The international study, published in The Lancet, confirms that statins are beneficial not only to women who have already had a cardiovascular event such as a heart attack or stroke – but also for women who, while they have not yet got heart disease, are at an increased risk of such diseases.
Professor Anthony Keech of the University of Sydney, who led the study, said: 'These results resolve a major uncertainty about the value of treating women with statin therapy, and reinforce the need for recommendations to treat women to be included in national and international guidelines.'
Co-investigator Professor Colin Baigent of the Clinical Trial Service Unit (CTSU), University of Oxford, said: 'Heart attacks and stroke are major problems in women just as they are in men. Many women at increased risk of such disease could avoid them by taking a statin.'
Heart disease and stroke in women are significant global health problems. In the UK around 60,000 women die of these two diseases every year.
It has long been known that statin medications, in reducing low-density lipoprotein (LDL) cholesterol or 'bad' cholesterol, prevent heart attacks and strokes in people at risk of these diseases.
However, women tend to develop heart disease later in life than men, so have been under-represented in most clinical trials of statin drugs. As a result, the benefits of statin therapy in women have been uncertain, especially in women without any previous history of heart disease.
The new study assessed the effect of statins in 46,675 women and 127,474 men who had taken part in 27 clinical trials – the largest statin trial database in the world.
Overall, statin treatment reduced the risk of a major vascular event (heart attack, stroke, need for coronary revascularisation stenting and bypass surgery, or cardiac death) by 21% for each 1 mmol/L reduction in LDL cholesterol achieved.
The percentage risk reductions were similar in women and men, irrespective of any history of heart disease.
This benefit of statin treatment translated into a 9% reduction in overall risk of death in both men and women for each 1 mmol/L reduction in LDL cholesterol.

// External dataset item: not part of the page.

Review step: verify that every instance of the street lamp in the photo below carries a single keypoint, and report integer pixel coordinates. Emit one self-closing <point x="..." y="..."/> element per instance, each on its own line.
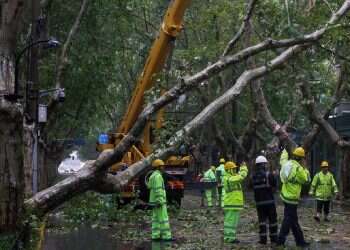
<point x="50" y="43"/>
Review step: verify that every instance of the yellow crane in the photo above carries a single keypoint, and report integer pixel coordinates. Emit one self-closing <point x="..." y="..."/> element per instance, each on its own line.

Many women without a history of heart disease are at low risk of experiencing a major vascular event. The new analysis led by the British and Australian researchers showed that there was some benefit even among the lowest risk group examined (women with less than 10% risk of a heart attack or stroke over 5 years). For every 1mmol/L LDL cholesterol reduction, 12 vascular events would be avoided in men and 9 in women for every 1000 treated over five years. The benefits of statin therapy exceeded the known harms by nearly 20 fold in both sexes.
There has been a recent worldwide shift towards recommending treatment with statins to people without existing heart disease but with a sufficiently high risk of future disease. The researchers say the results of this study will reassure doctors that these risk-based guidelines for treatment can be applied to men and women equally.

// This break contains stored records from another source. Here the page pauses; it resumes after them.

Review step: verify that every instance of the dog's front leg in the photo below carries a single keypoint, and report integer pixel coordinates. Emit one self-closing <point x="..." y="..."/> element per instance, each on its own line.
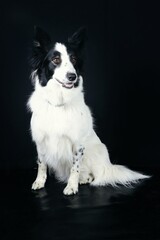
<point x="72" y="186"/>
<point x="42" y="171"/>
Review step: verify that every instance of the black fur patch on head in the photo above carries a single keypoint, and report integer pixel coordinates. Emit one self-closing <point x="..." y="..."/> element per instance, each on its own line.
<point x="43" y="52"/>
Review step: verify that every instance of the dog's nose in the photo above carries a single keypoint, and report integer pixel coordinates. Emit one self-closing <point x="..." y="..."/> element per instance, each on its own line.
<point x="71" y="76"/>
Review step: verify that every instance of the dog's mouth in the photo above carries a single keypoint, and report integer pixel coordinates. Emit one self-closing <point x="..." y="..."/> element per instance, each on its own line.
<point x="68" y="85"/>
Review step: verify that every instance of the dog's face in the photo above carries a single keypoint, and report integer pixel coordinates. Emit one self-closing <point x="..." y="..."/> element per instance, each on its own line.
<point x="60" y="62"/>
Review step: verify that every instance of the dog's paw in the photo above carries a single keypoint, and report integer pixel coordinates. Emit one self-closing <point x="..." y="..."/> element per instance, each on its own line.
<point x="83" y="180"/>
<point x="70" y="190"/>
<point x="38" y="184"/>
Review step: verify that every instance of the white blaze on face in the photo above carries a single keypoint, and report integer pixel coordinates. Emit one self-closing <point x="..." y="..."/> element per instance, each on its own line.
<point x="65" y="67"/>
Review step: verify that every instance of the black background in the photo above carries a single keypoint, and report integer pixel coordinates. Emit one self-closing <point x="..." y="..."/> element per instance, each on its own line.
<point x="122" y="74"/>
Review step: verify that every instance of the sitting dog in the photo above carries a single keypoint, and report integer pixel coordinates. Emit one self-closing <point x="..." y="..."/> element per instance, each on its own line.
<point x="62" y="123"/>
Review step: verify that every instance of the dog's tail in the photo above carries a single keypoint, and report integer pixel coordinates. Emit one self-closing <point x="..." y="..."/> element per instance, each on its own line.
<point x="116" y="174"/>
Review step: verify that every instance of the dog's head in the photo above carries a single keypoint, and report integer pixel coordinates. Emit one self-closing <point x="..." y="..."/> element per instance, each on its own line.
<point x="60" y="62"/>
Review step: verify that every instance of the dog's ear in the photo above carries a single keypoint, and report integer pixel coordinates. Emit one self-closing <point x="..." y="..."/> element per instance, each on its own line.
<point x="78" y="39"/>
<point x="40" y="47"/>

Professor Peter Weissberg, medical director of the British Heart Foundation, which helped fund the study, said: 'This analysis of the effects of statins on 174,000 patients, undertaken by combining results from 27 different trials, shows beyond any reasonable doubt that women gain the same benefits from statins as men.

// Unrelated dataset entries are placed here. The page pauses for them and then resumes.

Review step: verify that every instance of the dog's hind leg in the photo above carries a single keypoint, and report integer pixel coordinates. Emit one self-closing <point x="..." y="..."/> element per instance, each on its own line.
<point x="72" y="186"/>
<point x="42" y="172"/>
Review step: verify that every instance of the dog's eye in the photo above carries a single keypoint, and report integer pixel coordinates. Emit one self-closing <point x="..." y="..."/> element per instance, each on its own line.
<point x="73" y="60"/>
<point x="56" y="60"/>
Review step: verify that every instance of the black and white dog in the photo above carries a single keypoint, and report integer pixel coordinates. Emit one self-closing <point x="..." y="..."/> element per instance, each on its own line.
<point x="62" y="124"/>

'Far too few women realise they are at greater risk of dying from a heart attack than from breast cancer and this study should reassure them that, if advised by their doctor, they can reduce that risk by taking a statin.'
Professor Len Kritharides, Chair of the Cardiovascular Health Advisory Committee of the Heart Foundation of Australia, said: '[These results] show unequivocally that statins similarly benefit men and women in preventing heart attacks without evidence of serious harm. Importantly, the study also demonstrates that treatment with statins improves overall survival in men and women. These results should give great encouragement to patients and their doctors that lowering cholesterol with statins prevents cardiovascular disease.'
The study was conducted by the Cholesterol Treatment Trialists’ Collaboration, a joint initiative coordinated between the NHMRC Clinical Trials Centre at the University of Sydney and the Clinical Trial Service Unit (CTSU), University of Oxford, on behalf of academic researchers representing all major statin trials worldwide. The work is funded by the UK Medical Research Council, Australian National Health and Medical Research Council, British Heart Foundation, and the European Community Biomed Program.